03/27/2026
On ne choisit pas toujours ce qu’on vit… mais on peut choisir ce qu’on en fait.
Même si ma mémoire a tenté d’effacer une grande partie de mon passé, j’ai envie de partager quelques fragments de mon histoire.
Du plus loin que je me souvienne, j’ai grandi dans un environnement marqué par la violence; physique, psychologique et verbale.
Pendant longtemps, j’ai eu l’impression que ma place dans ce monde était de porter la douleur des autres, d’essayer de les comprendre et de les soulager.
Heureusement, j’ai eu des personnes extraordinaires dans ma vie, dont ma mère et mes grands-parents.
Leur présence m’a aidé à garder un certain équilibre mental malgré tout ce que je traversais.
Sans eux, je pense sincèrement que je me serais brisé avec le temps.
Certaines expériences vécues pendant mon enfance ont laissé des traces profondes. L’humiliation, le stress et la peur ont fini par marquer mon corps autant que mon esprit.
Très jeune, ces tensions ont même provoqué des problèmes physiques.
Vers l’âge de huit ans, j’ai été diagnostiqué avec un trouble anxieux.
Pendant longtemps, j’ai eu énormément de difficulté à me sentir en sécurité. Mon anxiété était constante et se manifestait souvent par des symptômes physiques.
Pendant plusieurs années, j’ai aussi eu des idées suicidaires.
Ces pensées sont même devenues des tentatives.
Elles ont échoué…
Puis il y a eu la médication… qui ne fonctionnait pas très bien pour moi.
Beaucoup trop d’effets secondaires.
L’école n’était pas un endroit facile non plus. Je me sentais souvent différent et isolé, comme si je ne trouvais pas vraiment ma place.
Comme beaucoup de gens qui essaient de fuir leur douleur, j’ai aussi fait des erreurs. Il y a eu la drogue, l’alcool, les fêtes… des tentatives maladroites de remplir un vide que je ne comprenais pas encore.
Puis, vers l’âge de quinze ans, quelque chose a changé. J’ai découvert la méditation et la spiritualité.
Peu à peu, cela m’a donné des outils pour apprendre à calmer mon esprit et reprendre un peu de contrôle sur ma vie.
J’ai aussi été aidé par des psychologues, des pédopsychiatres et des travailleuses sociales. Ces personnes ont joué un rôle important dans mon cheminement.
Avec le temps, j’ai commencé à mieux comprendre mes traumatismes et à apprivoiser mon anxiété.
J’ai réalisé quelque chose d’essentiel : toutes ces blessures font partie de mon histoire, mais elles ne définissent pas qui je suis.
Pendant longtemps, j’ai eu l’impression de subir ma vie. Comme si tout ce qui m’arrivait était plus fort que moi.

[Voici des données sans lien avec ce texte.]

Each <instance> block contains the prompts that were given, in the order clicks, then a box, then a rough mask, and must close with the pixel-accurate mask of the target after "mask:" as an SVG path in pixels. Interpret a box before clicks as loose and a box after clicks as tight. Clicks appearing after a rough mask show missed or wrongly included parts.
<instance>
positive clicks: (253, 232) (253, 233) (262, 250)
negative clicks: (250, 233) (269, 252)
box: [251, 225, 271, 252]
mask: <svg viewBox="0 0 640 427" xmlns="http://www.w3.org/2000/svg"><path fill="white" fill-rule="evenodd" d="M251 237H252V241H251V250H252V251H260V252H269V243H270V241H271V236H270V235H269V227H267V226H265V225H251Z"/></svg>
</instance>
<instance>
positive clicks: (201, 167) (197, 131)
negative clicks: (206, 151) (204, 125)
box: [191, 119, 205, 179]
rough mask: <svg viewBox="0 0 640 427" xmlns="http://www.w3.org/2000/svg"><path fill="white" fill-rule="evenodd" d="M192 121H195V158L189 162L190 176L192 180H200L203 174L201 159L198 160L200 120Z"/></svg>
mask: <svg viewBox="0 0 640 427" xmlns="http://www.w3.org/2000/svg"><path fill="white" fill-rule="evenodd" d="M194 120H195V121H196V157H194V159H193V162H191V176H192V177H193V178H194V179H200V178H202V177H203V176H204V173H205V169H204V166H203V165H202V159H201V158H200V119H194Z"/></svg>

Mais avec le temps, j’ai compris une chose importante :
on ne choisit pas toujours ce qu’on vit… mais on peut choisir ce qu’on devient avec ça.
J’aurais pu suivre la même route que certains adultes que j’ai connus : la colère, la violence, la destruction.
Mais j’ai fait un autre choix.
J’ai choisi de guérir.
J’ai choisi de comprendre.
J’ai choisi la paix plutôt que la haine.
Mon chemin m’a finalement amené vers la méditation, la spiritualité et éventuellement vers le Reiki.
Pas pour fuir mon passé… mais pour transformer ce que j’ai vécu en quelque chose de plus lumineux.
Si je partage un morceau de mon histoire aujourd’hui, ce n’est pas pour attirer la pitié ni pour raviver le passé.
C’est simplement pour rappeler une chose :
Même quand on a vécu des choses très sombres… il est toujours possible de se relever, de guérir et de choisir la lumière.
Et ça, c’est une décision qu’on peut prendre chaque jour.